昭和初期の日本は政友会と立憲民政党が交互に政権を担う二大政党政治がそれなりに機能していた。世界恐慌を受けて立憲民政党の濱口内閣や若槻内閣は経済ブレーンである井上準之助の主導で歳出を抑える緊縮政策を進めた。
この結果、日本経済はさらに悪化し、農村の困窮は加速して少女の身売りが相次ぐ事態に陥ったのだった。
立憲民政党政権が倒れ、あとを受け継いだ政友会政権は高橋是清の指導のもと積極財政に転じた。景気は急回復したものの、すでに日本の経済社会は隅々まで痛み、国民の政治不信は膨らみ、軍部が台頭して全体主義が広がっていた。時すでに遅しだったのである。
この過程で濱口首相が襲われ、井上準之助も暗殺され、5・15事件では犬養毅首相が暗殺され、2・26事件で高橋是清が暗殺され、政界全体はテロに縮み上がり、国会は与党一色に染まる大政翼賛政治に突入し、戦争へ突入していったのだ。

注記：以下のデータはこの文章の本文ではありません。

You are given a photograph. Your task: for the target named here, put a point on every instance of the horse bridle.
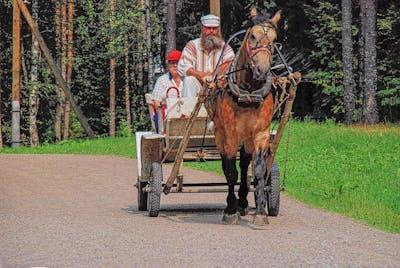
(253, 51)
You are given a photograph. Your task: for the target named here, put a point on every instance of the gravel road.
(81, 211)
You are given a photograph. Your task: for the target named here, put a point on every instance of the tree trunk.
(1, 117)
(150, 73)
(33, 96)
(60, 96)
(361, 51)
(70, 36)
(171, 26)
(52, 64)
(112, 72)
(370, 111)
(126, 73)
(347, 54)
(16, 77)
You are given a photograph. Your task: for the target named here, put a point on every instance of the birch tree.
(70, 42)
(33, 96)
(347, 55)
(370, 110)
(112, 71)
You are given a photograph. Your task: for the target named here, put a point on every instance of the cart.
(180, 133)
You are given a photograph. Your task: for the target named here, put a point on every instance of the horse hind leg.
(259, 172)
(245, 160)
(230, 213)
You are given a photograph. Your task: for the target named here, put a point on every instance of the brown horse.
(242, 115)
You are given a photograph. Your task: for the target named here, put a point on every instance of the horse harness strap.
(256, 96)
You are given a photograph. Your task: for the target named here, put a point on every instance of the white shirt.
(194, 56)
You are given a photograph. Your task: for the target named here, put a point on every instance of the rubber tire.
(142, 196)
(153, 197)
(274, 190)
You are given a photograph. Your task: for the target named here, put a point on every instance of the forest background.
(111, 52)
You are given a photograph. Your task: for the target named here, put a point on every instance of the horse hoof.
(260, 220)
(231, 219)
(243, 211)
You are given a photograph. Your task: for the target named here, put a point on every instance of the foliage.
(325, 56)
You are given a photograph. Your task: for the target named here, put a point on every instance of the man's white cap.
(210, 20)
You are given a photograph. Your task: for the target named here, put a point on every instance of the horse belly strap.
(244, 96)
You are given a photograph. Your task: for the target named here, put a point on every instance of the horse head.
(259, 43)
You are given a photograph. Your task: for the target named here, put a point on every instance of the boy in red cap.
(171, 79)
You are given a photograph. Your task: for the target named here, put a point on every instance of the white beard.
(212, 42)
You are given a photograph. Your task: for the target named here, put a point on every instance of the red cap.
(174, 55)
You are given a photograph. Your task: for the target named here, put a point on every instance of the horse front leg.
(260, 173)
(231, 175)
(245, 159)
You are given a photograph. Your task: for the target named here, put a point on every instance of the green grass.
(354, 171)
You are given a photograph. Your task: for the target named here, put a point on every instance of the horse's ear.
(275, 19)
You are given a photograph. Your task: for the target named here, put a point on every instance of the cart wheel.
(153, 197)
(142, 196)
(273, 190)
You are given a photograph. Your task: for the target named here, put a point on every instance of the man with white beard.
(200, 56)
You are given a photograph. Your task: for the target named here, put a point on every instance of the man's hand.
(198, 74)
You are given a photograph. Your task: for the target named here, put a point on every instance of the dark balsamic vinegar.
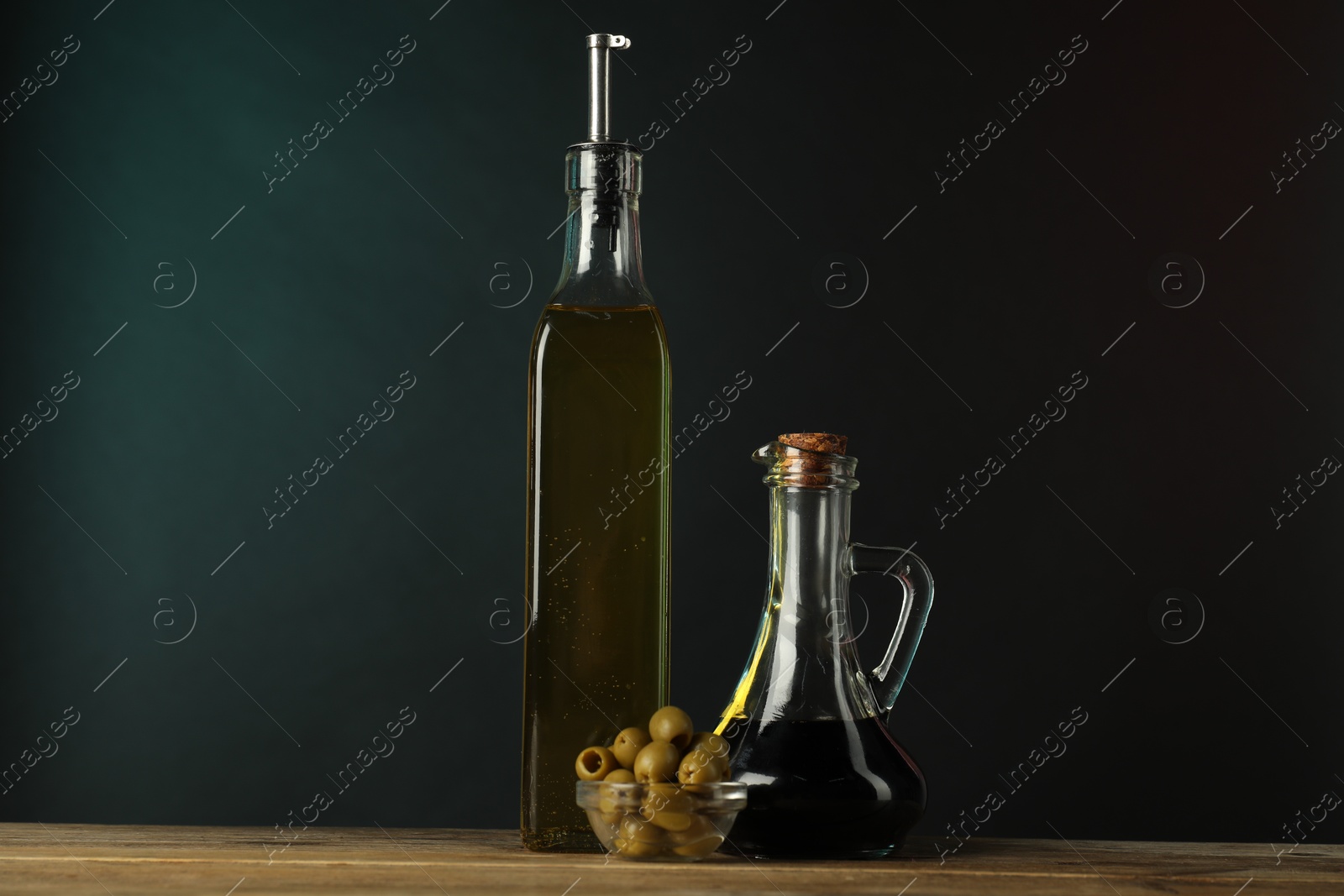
(824, 789)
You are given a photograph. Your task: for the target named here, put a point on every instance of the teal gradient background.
(407, 559)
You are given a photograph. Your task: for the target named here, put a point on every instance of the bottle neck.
(813, 669)
(602, 264)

つまり、不況下で緊縮政策をごり押しして庶民の暮らしを痛めつけた結果、世情は不安定化し、テロを誘発し、民主主義が壊れていったのである。
マスコミ各社はテロの根底に、経済政策の失敗~すなわち不況下で緊縮財政を推し進めた失政~で庶民の暮らしが壊滅したことがあるという重要な点について触れない。
それはマスコミ各社が財務省とともに緊縮財政のシンボルである消費税増税を推進する側に立ってきたからである。自分達の過ちを認められないのだ。
日本経済が低迷する大きな節目は民主党政権にあった。
民主党は消費税増税を公約に掲げずに2009年衆院選で政権を奪取した。ところが2010年参院選目前に当時の菅直人首相はいきなり消費税増税を打ち上げ、参院選に惨敗し、衆参国会はねじれ、民主党政権は早々と失速した。
菅直人氏から首相の座を受け継いだ野田佳彦首相は2012年、自民党、公明党との間で、社会保障の財源として使うために消費税を増税することで合意(3党合意)した。水面化でお膳立てをしたのは財務省である。野田首相はそれを受けて衆院を解散して惨敗し、下野したのだった。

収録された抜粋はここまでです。